At the end of 2019, the Setting Every Community Up for Retirement Enhancement (SECURE) Act was passed with dual purpose. The foremost focus of the act was to bolster retirement security throughout the country by providing broader access to retirement accounts. While that aspect of the SECURE Act is modest in magnitude, the second focus, ending the stretch IRA and cashing in on the trillions of pre-tax dollars held within American retirement accounts, will have material implications for how millions of Americans should ideally handle estate planning.
Upon death of an IRA account owner, distributions to non-spouse individual beneficiaries must now be made within 10 years. The current rules that allowed a non-spouse IRA beneficiary to “stretch” required minimum distributions (RMDs) from an inherited account over their own lifetime (and potentially allow the funds to grow tax-free for decades) has been eliminated. The rule applies to inherited funds in a 401(k) account or other defined contribution plan as well.
For those who wish to see their excess retirement assets get passed along, worry not. There are other strategies that can imitate the power of the stretch IRA in carrying wealth forward to the next generation.
The Roth IRA
The tax advantages of the Roth IRA are well documented. Roth IRAs are funded with after-tax money and remain tax free through their growth period and withdrawal after age 59½. The tax free status of Roth assets is what makes them an attractive vehicle for passing wealth to ‘not designated beneficiaries’. Even though the newly minted 10-year limit applies to traditional and Roth IRAs alike, beneficiaries of a Roth IRA will not have to pay taxes as they make withdrawals over those 10 years. By passing a Roth to an heir, you are footing the tax bill they would have been responsible for had they instead received a traditional IRA. To compound this, quite literally, the beneficiary can allow these Roth assets to continue growing tax free for the entire 10-year time span and make one lump-sum withdrawal in the final year.
Now more than ever, Roth conversions should be seriously considered. Current tax rates are both historically low and are unlikely to go lower upon expiration, so it is a good time to take advantage of the opportunity. It is important to note that Roth conversions contribute to your annual taxable income, and they should be carefully planned out so as to avoid bumping up to the next tax bracket.

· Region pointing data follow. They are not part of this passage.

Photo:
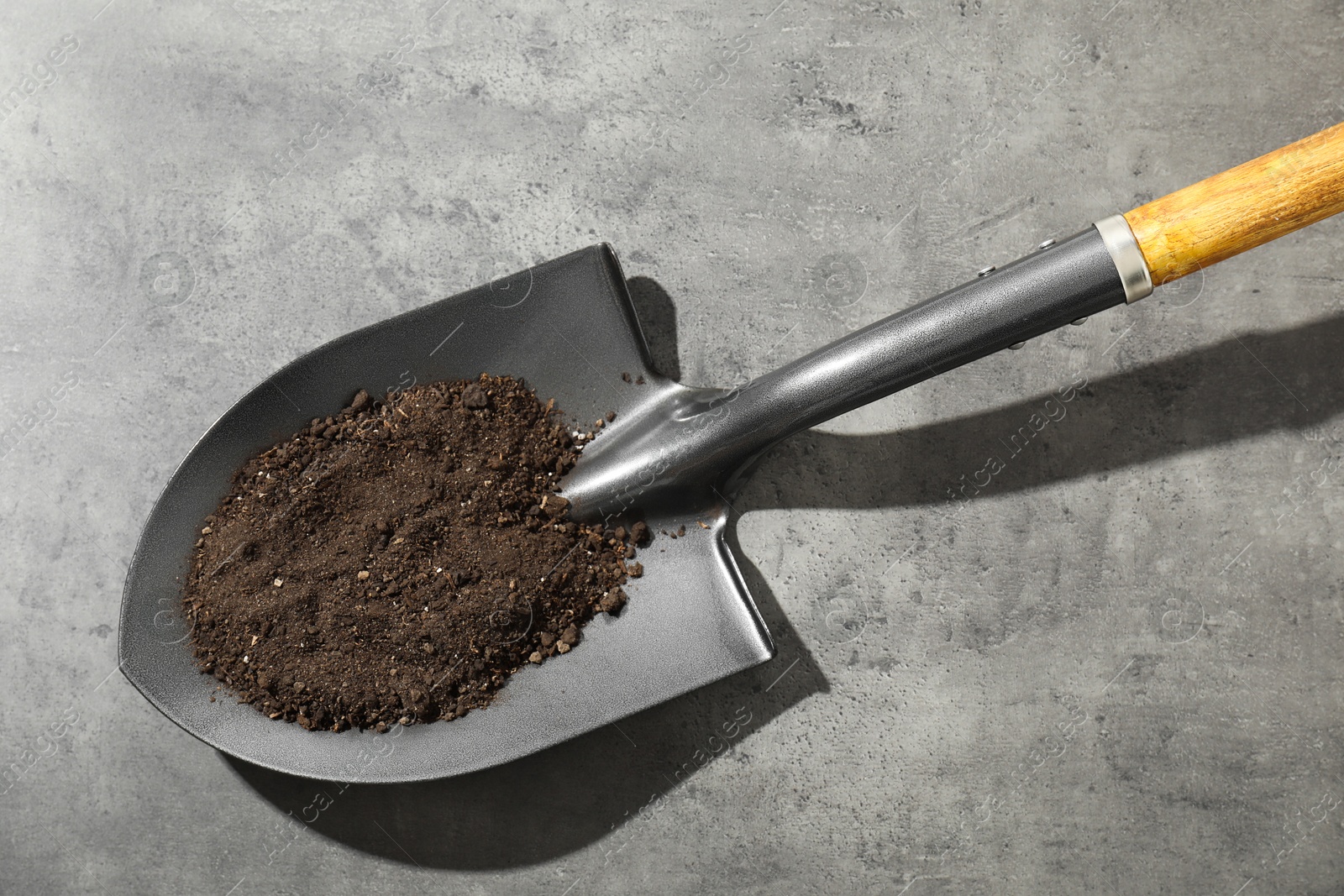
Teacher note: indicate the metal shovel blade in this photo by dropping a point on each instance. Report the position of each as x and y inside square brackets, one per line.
[568, 328]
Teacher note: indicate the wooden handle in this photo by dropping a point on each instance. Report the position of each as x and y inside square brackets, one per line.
[1242, 207]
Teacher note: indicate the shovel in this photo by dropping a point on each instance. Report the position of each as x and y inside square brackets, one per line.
[674, 457]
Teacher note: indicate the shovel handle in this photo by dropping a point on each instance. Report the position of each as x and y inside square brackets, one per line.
[1242, 207]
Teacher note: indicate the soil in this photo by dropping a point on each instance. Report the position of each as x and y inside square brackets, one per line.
[396, 562]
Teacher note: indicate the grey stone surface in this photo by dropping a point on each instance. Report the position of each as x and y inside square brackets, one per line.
[1116, 669]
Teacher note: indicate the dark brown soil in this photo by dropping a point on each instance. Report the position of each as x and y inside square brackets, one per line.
[400, 560]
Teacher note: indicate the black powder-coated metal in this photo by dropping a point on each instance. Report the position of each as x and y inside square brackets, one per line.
[696, 448]
[569, 329]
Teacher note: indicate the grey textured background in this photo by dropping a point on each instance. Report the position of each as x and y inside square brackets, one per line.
[1117, 669]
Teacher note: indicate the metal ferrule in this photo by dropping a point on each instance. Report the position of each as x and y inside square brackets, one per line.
[1128, 257]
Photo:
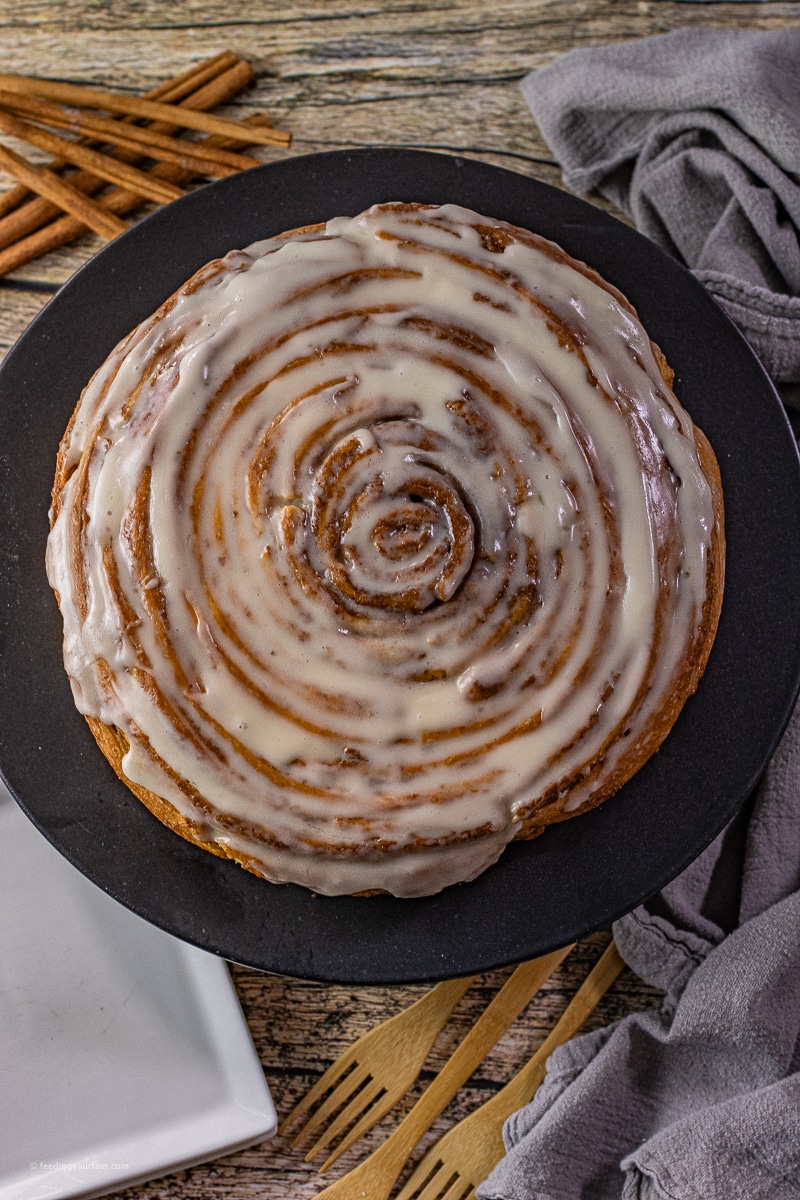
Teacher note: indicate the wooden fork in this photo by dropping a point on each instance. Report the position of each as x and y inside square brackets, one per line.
[376, 1176]
[376, 1072]
[464, 1156]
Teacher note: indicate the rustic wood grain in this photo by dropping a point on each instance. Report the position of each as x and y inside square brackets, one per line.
[440, 76]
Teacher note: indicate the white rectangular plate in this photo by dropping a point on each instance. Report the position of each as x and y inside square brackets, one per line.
[124, 1053]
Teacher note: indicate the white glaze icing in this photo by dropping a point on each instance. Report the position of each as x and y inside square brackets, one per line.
[389, 513]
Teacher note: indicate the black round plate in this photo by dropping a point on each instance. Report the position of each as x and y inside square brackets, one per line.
[579, 875]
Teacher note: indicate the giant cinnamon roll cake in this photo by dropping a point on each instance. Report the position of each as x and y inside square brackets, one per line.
[382, 544]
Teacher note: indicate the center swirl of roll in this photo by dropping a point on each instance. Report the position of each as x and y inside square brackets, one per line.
[390, 526]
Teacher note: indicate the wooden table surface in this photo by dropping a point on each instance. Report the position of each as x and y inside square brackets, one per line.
[342, 73]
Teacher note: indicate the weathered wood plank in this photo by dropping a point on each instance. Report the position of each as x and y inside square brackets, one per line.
[343, 73]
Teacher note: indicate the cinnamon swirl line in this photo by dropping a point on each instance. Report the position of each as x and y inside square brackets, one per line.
[382, 544]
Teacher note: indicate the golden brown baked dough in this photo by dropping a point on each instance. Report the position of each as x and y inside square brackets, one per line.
[382, 544]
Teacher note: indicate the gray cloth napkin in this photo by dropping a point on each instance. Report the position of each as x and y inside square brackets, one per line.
[696, 135]
[701, 1098]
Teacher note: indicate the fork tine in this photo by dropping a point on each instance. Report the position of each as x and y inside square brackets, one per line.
[335, 1074]
[372, 1116]
[425, 1173]
[346, 1092]
[443, 1187]
[359, 1108]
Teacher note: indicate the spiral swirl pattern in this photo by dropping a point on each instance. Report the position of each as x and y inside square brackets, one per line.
[383, 544]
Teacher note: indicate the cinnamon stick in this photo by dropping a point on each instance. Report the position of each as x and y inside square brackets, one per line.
[67, 228]
[170, 91]
[47, 183]
[133, 106]
[109, 169]
[215, 90]
[137, 138]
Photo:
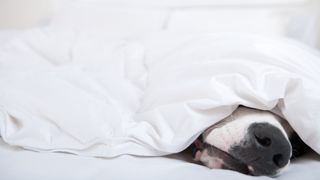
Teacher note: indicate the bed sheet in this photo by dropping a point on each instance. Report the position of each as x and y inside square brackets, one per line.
[17, 164]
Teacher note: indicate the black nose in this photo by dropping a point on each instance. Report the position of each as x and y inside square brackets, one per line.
[271, 143]
[266, 149]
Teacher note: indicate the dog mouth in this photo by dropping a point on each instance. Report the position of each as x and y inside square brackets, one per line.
[228, 161]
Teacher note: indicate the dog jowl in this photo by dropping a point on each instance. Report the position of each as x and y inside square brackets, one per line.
[249, 141]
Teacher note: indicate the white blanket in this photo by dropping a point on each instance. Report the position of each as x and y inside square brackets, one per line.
[151, 96]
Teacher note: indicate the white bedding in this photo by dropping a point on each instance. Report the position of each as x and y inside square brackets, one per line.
[17, 164]
[151, 96]
[95, 85]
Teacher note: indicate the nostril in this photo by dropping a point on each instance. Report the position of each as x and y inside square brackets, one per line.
[264, 141]
[278, 160]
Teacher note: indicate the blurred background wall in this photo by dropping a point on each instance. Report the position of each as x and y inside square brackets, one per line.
[24, 13]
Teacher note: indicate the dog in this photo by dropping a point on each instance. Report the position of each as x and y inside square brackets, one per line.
[250, 141]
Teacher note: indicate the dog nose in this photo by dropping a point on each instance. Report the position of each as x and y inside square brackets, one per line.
[266, 149]
[270, 146]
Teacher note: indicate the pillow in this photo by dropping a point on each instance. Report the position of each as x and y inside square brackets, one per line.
[183, 3]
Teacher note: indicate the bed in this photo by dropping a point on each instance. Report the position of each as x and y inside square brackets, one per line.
[111, 59]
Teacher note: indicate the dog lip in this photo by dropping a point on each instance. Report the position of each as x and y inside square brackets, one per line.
[232, 163]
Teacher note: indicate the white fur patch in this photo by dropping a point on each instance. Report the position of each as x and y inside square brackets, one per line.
[211, 161]
[234, 131]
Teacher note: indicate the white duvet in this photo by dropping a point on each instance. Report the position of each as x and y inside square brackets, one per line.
[150, 96]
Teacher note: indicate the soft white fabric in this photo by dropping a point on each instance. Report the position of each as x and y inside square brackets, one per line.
[151, 96]
[136, 17]
[17, 164]
[188, 3]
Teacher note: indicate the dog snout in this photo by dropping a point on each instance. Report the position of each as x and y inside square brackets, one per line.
[266, 150]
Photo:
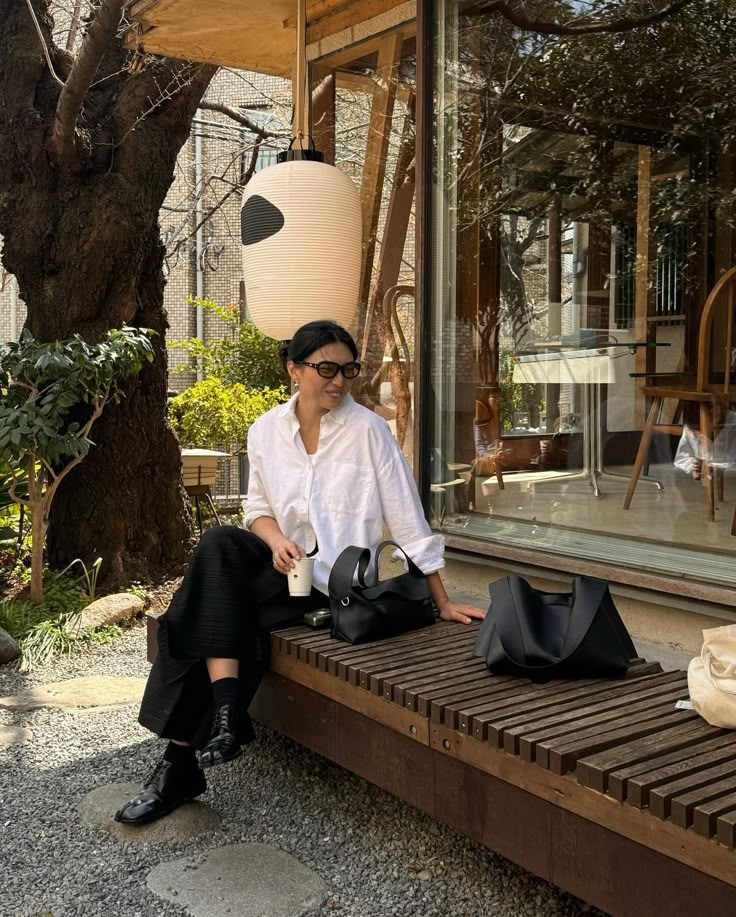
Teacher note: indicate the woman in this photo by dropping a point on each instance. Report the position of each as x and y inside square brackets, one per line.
[323, 471]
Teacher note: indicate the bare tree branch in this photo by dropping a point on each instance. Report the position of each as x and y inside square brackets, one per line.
[519, 18]
[250, 172]
[240, 118]
[71, 99]
[45, 47]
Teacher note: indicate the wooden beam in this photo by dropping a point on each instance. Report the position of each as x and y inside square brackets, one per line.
[317, 9]
[356, 12]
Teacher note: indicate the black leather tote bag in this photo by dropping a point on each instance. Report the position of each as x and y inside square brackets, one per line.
[544, 635]
[373, 611]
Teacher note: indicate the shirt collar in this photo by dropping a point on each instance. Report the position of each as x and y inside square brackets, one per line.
[336, 415]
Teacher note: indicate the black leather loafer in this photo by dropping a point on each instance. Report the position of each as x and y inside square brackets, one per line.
[231, 729]
[167, 788]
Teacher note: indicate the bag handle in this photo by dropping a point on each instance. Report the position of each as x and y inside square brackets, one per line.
[352, 558]
[343, 570]
[707, 657]
[509, 627]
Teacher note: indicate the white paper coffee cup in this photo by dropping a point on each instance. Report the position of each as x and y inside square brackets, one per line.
[300, 577]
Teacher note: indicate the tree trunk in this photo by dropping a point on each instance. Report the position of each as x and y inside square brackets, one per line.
[81, 236]
[125, 502]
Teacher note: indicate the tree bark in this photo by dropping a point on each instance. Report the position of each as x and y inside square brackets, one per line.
[82, 238]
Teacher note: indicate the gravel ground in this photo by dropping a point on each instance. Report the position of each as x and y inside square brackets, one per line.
[379, 857]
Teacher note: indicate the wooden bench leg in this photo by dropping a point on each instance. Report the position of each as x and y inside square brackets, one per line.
[641, 455]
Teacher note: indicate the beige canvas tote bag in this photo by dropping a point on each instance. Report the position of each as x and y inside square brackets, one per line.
[711, 677]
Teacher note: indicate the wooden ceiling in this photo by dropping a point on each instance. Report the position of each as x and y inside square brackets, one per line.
[257, 35]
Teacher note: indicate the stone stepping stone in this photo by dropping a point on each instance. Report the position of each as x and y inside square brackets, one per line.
[190, 819]
[78, 695]
[240, 880]
[14, 735]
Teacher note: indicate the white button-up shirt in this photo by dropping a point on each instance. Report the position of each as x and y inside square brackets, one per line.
[356, 480]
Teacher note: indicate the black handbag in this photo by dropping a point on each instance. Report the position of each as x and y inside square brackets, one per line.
[544, 635]
[363, 611]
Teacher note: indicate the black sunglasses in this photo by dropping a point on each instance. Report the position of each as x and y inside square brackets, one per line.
[328, 370]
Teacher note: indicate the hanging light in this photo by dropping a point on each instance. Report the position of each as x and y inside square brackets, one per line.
[301, 232]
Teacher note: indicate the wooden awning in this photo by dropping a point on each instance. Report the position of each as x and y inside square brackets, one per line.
[254, 35]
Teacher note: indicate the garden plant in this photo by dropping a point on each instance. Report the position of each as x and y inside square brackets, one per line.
[51, 396]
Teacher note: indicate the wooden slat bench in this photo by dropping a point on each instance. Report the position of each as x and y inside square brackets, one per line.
[602, 787]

Life insurance is another option that will provide significant funding to an heir while decreasing their tax burden. Proceeds from life insurance are not included in gross income and thus do not get taxed. For those who do not need their RMDs to sustain themselves, this money could be repurposed to pay for life insurance premiums. The problem with a life insurance-based strategy when compared to the old stretch IRA strategy is the accompanying price tag. Life insurance premiums will greatly increase as you age, so this may not be a worthwhile strategy if well priced premiums are out of the picture.
Reconsider Primary Beneficiaries
The danger of the 10-year limit on inherited IRAs lies in the increased income tax the beneficiary will produce as a result of taking required distribution. The distributions are unlike normal RMDs in that they are not required annually; rather, the distributions can be taken freely as desired as long as the account is fully depleted by the time the 10-year limit is up. This opens up an aspect of financial planning where the beneficiary is allowed to fully cash out the IRA in a lump sum at any point of the 10-year time frame, or they could strategically make smaller annual withdrawals to limit how much income tax will be applied to those assets.
Adding primary beneficiaries to your IRA strategy can possibly further limit the IRS’s ability to dip into your savings. As an example, let us assume you have 3 primary beneficiaries: your wife and two kids. When your wife receives her third of the IRA she will not be subject to the 10-year limit. The two kids will be able to spread out their distributions from their respective portions of the inheritance, lowering income tax. After the wife’s passing, the kids will inherit her IRA assets and they will be able to spread those assets out over 10 years as well, again limiting the income tax. This gives the heirs up to 20 years to fully divide those assets into smaller distributions and potentially lowering their income tax bracket
The stretch IRA was a valuable estate planning tool that will be sorely missed, but it is not without alternatives. Although none of these replacement strategies carry quite the same flexibility and value, they are still worth considering if you are looking to efficiently pass wealth to the next generation. As the SECURE Act’s rules are more thoroughly studied and understood, new strategies for achieving your individual goals will likely be designed and implemented.